From 1987 the Andrea Aranow Textile Design Collection, housed at Textile Hive, has been a behind the scenes inspiration resource to product designers around the globe. Over the years we've had the privilege to have our collection inspire companies and designers like Ralph Lauren, Alexander McQueen, Dries Van Noten, Schumacher, Target among thousands of others. However, since 2009 and our project to reimagine our collection, our approach to how our collection is used has evolved. Though we still enjoy working with designers and companies, our collection is now used to teach textile design history in colleges, through seminars in Portland and to spread textile knowledge and exchange through events like Portland Textile Month.
In the spirit of these new initiatives, we are excited to let you know about our first product collaboration, a blanket made with Last Chance Textiles. Our goal with our product collaborations is to tell a compelling story about a textile in our collection, work with people and brands we admire, make a product we want to exist and provide you an opportunity to support the work we do with our collection and the broader textile community. Though the result is beautiful we hope you will find the story and journey equally compelling.
Our collaboration with Last Chance Textiles began in February with between Andrea, Lindsey, and Caleb. We have been fans of Last Chance Textiles and Lindsey since we first saw the beautiful naturally dyed bandanas and admired the authenticity of her products. Like any modern multi-city collaboration (and one of Caleb's favorite albums- Give Up by Postal Service) it involved a lot of digital exchange but as we honed in on the object we wanted to create and the textile that would inspire it, the project became soon became very hands on.
I (Andrea) was overjoyed when invited to collaborate with Lindsey Fout and Textile Hive for a brand new knitted blanket. Out of the many pattern contenders for our start, I voted for this stencil printed cotton yukata fabric from Japan. Monotones are plentiful there, but the ratio in this design especially appealed to me.
It is balanced, but in motion; becoming and then diminishing in turn. I liked the addition of strongly contrasting colors, a la Lichtenstein, to give it a pop! of our moment. It's no time to be shy!
In working with Textile Hive, I (Lindsey) relished the chance to work with an item from the archive and gained more understanding from Andrea's perspective and consultation. There was an intimacy with the original textile that surpassed anything I could gain from a book or museum.

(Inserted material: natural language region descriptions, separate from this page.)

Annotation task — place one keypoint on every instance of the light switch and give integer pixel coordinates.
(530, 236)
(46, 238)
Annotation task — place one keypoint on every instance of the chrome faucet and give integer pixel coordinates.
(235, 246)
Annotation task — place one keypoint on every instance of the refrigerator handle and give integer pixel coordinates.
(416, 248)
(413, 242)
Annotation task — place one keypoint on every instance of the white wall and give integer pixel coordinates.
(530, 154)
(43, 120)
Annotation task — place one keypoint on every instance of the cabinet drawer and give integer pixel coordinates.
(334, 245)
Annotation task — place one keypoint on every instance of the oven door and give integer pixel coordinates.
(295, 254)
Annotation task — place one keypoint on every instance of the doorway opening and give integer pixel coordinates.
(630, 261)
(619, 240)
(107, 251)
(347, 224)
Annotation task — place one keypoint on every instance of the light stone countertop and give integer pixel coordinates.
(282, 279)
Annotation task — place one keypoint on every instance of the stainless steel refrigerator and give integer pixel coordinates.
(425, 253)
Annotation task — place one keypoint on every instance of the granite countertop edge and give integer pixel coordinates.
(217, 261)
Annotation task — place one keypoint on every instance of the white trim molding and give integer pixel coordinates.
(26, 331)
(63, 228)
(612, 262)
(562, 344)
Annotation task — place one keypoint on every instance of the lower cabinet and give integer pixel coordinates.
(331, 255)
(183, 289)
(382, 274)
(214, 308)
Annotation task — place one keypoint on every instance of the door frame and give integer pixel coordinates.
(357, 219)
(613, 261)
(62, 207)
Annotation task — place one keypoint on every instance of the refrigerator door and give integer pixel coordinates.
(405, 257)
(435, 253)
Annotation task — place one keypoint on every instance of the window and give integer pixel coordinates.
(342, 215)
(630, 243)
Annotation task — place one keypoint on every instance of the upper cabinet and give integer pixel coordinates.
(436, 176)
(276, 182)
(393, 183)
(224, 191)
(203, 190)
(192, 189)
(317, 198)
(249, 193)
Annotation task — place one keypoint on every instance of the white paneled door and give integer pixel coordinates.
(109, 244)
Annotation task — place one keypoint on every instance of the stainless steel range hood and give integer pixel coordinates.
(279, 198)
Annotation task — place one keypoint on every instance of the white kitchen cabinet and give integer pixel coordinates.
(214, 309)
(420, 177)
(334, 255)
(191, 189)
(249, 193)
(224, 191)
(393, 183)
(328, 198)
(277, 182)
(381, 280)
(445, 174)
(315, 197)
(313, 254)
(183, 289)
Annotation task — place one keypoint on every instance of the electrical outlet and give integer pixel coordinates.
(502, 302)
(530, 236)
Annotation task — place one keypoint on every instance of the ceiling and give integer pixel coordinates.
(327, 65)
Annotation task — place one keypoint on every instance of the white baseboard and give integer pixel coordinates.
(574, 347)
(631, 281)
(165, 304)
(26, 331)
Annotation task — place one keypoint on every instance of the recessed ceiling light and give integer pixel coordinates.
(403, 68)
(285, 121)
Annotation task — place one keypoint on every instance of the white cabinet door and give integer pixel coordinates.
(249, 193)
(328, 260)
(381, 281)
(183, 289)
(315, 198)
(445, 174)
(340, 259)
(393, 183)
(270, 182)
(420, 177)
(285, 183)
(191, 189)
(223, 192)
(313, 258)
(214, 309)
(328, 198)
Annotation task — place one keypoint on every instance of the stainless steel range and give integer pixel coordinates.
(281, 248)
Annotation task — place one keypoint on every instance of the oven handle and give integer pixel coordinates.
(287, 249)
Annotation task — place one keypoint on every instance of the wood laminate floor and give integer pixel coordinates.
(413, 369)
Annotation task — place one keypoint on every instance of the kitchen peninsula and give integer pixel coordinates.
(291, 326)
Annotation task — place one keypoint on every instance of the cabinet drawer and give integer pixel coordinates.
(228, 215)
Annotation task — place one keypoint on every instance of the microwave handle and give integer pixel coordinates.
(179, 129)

This collaboration pushed me into new territory on multiple fronts, including learning how to translate my vision into a new textile technique. The jacquard knitting process required a precise grid design wherein each square or pixel was a knit stitch. The original Yukata has a soft, hand-drawn quality to the graphic, so I wanted to make sure I maintained those slight irregularities when I built out the shapes. The most challenging part of the process was creating the artwork file by drawing the graphic pixel by pixel so it had the overall optical illusion of the original while maintaining some irregularities. I feel like I considered all 245,000 stitches/pixels individually. Another hurdle was deciding on yarn fiber and yarn color. We landed on an oh-so-soft merino-cotton blend. In the end, Caleb and Andrea called the shot on the color combination. Their decision proves the benefit of great collaboration. These primary pops are not where my instincts would have led me color-wise, but it was absolutely the best choice and I''m thrilled with the result.
The whole process of creating a blanket from concept to finished product was fascinating for me (Caleb). For fifteen years I've worked with designers with finding inspiration and translating their ideas through our collection. It was really stimulating working with Lindsey and to see the steps that to go from original inspiration to having a product in hand, along with all of the interesting logistics challenges. We couldn't have asked for a better collaborator, Lindsey is so talented and our work styles merged well together. We started with the goal of creating a timeless object that we would want to own and I feel we achieved it. The graphic design works equally well flat as a design centerpiece or draped over your shoulders with its pattern undulating like waves.
I like that the reverse side has a lovely crackling texture to it and many people have commented that they like it as much as the face. Finally, and most importantly, the Last Chance Blanket works as a textile, soft to the touch, cozy and inviting.
We hope you like it as much as we do.